Chapter 9
Chapter 9 Classification and Regression Trees
Original Code Credit:: Shmueli, Galit; Bruce, Peter C.; Gedeck, Peter; Patel, Nitin R.. Data Mining for Business Analytics Wiley.
Modifications have been made from the original textbook examples due to version changes in library dependencies and/or for clarity.

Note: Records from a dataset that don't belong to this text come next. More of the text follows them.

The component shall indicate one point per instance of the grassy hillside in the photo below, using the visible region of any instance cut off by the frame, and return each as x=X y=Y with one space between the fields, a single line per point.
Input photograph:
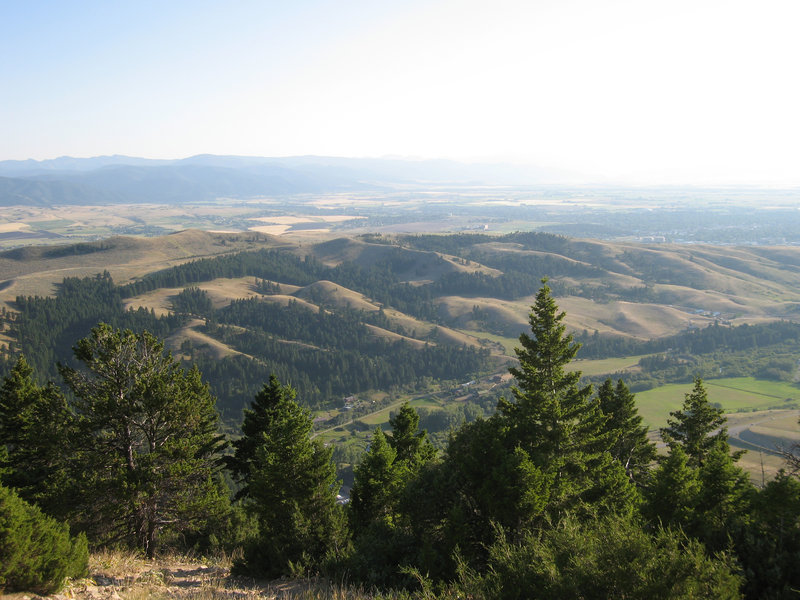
x=425 y=293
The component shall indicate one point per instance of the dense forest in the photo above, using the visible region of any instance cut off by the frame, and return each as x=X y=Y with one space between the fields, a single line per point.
x=558 y=494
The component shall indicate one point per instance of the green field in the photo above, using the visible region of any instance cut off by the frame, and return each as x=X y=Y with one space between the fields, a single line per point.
x=605 y=365
x=734 y=394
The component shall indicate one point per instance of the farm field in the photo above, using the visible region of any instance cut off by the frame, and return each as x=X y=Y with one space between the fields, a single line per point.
x=733 y=394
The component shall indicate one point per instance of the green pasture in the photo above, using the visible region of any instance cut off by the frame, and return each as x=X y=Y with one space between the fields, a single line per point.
x=733 y=394
x=605 y=366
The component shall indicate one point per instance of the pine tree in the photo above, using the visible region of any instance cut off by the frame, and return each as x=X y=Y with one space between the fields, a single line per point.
x=289 y=484
x=557 y=423
x=411 y=445
x=698 y=426
x=146 y=448
x=673 y=496
x=376 y=482
x=35 y=427
x=631 y=447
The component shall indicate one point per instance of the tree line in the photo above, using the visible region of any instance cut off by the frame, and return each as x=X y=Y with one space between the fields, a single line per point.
x=45 y=328
x=560 y=493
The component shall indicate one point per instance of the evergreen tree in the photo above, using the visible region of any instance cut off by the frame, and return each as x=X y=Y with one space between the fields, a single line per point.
x=289 y=484
x=411 y=445
x=376 y=484
x=557 y=423
x=672 y=498
x=37 y=553
x=631 y=447
x=698 y=426
x=35 y=427
x=147 y=447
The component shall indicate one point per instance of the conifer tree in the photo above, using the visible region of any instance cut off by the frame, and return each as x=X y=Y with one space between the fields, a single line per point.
x=35 y=427
x=146 y=448
x=411 y=445
x=557 y=422
x=631 y=447
x=698 y=426
x=289 y=485
x=376 y=483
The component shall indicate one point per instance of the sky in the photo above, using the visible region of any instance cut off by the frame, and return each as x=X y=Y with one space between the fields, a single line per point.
x=629 y=91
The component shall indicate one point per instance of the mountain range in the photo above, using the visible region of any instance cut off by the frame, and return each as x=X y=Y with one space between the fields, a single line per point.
x=123 y=179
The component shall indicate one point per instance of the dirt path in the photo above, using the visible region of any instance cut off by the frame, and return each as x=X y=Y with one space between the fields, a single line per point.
x=177 y=579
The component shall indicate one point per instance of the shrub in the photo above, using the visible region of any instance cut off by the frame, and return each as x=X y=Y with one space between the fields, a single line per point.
x=36 y=552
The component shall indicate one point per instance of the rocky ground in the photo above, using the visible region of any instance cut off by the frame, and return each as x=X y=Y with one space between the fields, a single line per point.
x=115 y=576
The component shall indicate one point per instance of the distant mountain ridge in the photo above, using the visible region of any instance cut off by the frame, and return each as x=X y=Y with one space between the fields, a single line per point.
x=124 y=179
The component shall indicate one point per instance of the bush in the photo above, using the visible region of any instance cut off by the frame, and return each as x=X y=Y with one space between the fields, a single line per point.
x=611 y=558
x=36 y=552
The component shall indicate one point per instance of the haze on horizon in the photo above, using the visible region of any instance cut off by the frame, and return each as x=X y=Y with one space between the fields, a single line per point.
x=625 y=91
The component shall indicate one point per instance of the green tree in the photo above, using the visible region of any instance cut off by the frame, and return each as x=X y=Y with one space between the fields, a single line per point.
x=673 y=495
x=608 y=558
x=631 y=447
x=376 y=484
x=35 y=427
x=411 y=445
x=147 y=443
x=698 y=426
x=290 y=485
x=558 y=423
x=36 y=552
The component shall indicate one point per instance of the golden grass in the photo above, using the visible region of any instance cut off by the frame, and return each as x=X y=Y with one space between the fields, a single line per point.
x=337 y=295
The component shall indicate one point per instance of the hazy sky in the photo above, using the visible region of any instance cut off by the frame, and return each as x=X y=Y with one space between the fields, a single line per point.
x=629 y=90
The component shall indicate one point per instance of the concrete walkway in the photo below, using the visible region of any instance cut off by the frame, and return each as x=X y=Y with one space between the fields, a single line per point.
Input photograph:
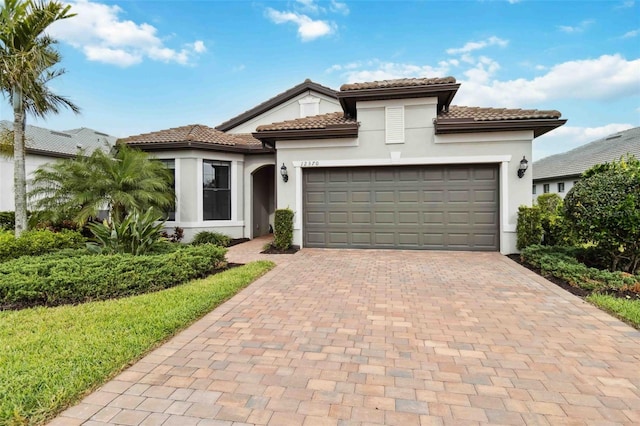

Download this notebook and data here.
Import Libraries
import os
import pandas as pd
import numpy as np
from sklearn.tree import DecisionTreeClassifier, DecisionTreeRegressor
from sklearn.ensemble import RandomForestClassifier, GradientBoostingClassifier
from sklearn.model_selection import train_test_split, cross_val_score, GridSearchCV
import matplotlib.pylab as plt
from dmba import plotDecisionTree, classificationSummary, regressionSummary
import matplotlib
%matplotlib inline
no display found. Using non-interactive Agg backend
9.2 Classification Trees
Example: Riding Mowers
mower_df = pd.read_csv(os.path.join('data', 'RidingMowers.csv'))
# use max_depth to control tree size (None = full tree)
classTree = DecisionTreeClassifier(random_state=0, max_depth=1)
classTree.fit(mower_df.drop(columns=['Ownership']), mower_df['Ownership'])
print("Classes: {}".format(', '.join(classTree.classes_)))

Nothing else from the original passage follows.